ATLANTA--(BUSINESS WIRE)--Bluefin Payment Systems, the leading provider of secure, integrated, cloud-based payment solutions for Independent Software Vendors (ISVs) and SaaS providers, announced today that its PayConexTM P2PE solution has been validated by a P2PE assessor approved by the PCI Security Standards Council, as having met the rigorous controls defined in the PCI SSC P2PE Standard for the protection of payment card data. The P2PE Standard specifies the requirements necessary for merchants to reduce the scope of their cardholder data environment (CDE) through use of a P2PE solution.
Point-to-Point Encryption (P2PE) technology can help merchants simplify their PCI DSS compliance programs by removing clear-text cardholder data from a merchant’s environment and reducing the scope of PCI DSS requirements. The PCI Security Standards Council’s P2PE program provides a method for vendors to validate their P2PE solutions and applications, and for merchants to reduce the scope of their cardholder data environment by implementing validated P2PE solutions.
By providing a PCI SSC Validated P2PE Solution, Bluefin Payment Systems helps secure the payment ecosystem for merchants that utilize P2PE solutions to support their PCI DSS compliance.
PayConex P2PE encrypts credit and debit card data in a secure point of entry device before it is transmitted into a merchant’s point-of-sale (POS), virtual terminal or payment application. Encrypting cardholder data within the device ensures that clear-text cardholder data does not reach the merchant’s POS systems and networks where it could be exposed to malware.
“The building blocks of a strong security program are people, processes and technology. The PCI Standards help businesses address these core components to protect their payment card data," said Bob Russo, general manager, PCI Security Standards Council. “By validating its P2PE Solution, Bluefin Payment Systems is demonstrating its commitment to supporting merchants' PCI DSS compliance efforts through secure deployment of point-to-point encryption technology.”
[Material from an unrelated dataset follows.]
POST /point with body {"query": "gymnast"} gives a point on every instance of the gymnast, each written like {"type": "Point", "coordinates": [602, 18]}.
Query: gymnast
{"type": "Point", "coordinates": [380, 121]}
“When the Council announced the P2PE standards in 2011, we recognized the importance of P2PE as a major step forward in protecting cardholder data and merchants from breach as part of a comprehensive payment security program including EMV and tokenization,” said Ruston Miles, Founder & Chief of Production Innovation at Bluefin. “We see P2PE as an elegant and powerful solution for encrypting cardholder data so that it can securely flow through an organization, and we are very pleased to be the first North American company to receive PCI validation for our P2PE Solution.”
The PCI Security Standards Council is an open, global forum that is responsible for the development, management, education and awareness of the PCI Data Security Standard (PCI DSS) and other standards that increase payment data security. Founded in 2006 by the major payment card brands American Express, Discover Financial Services, JCB International, MasterCard Worldwide and Visa Inc., the Council has more than 700 Participating Organizations representing merchants, banks, processors and vendors worldwide. To learn more about playing a part in securing payment card data globally, please visit: pcisecuritystandards.org.
Connect with the PCI Council on LinkedIn: http://www.linkedin.com/company/pci-security-standards-council. Join the conversation on Twitter: http://twitter.com/#!/PCISSC
Bluefin Payment Systems is the leading provider of secure, integrated, cloud-based payment technology for Independent Software Vendors (ISVs) and SaaS providers. Bluefin’s innovative and proprietary PayConex platform powers feature-rich integrated payments and security solutions including PayConex P2PE, QuickSwipe Mobile, tokenization, and international payments. Bluefin is headquartered in Atlanta, with offices in New York, Chicago and Tulsa.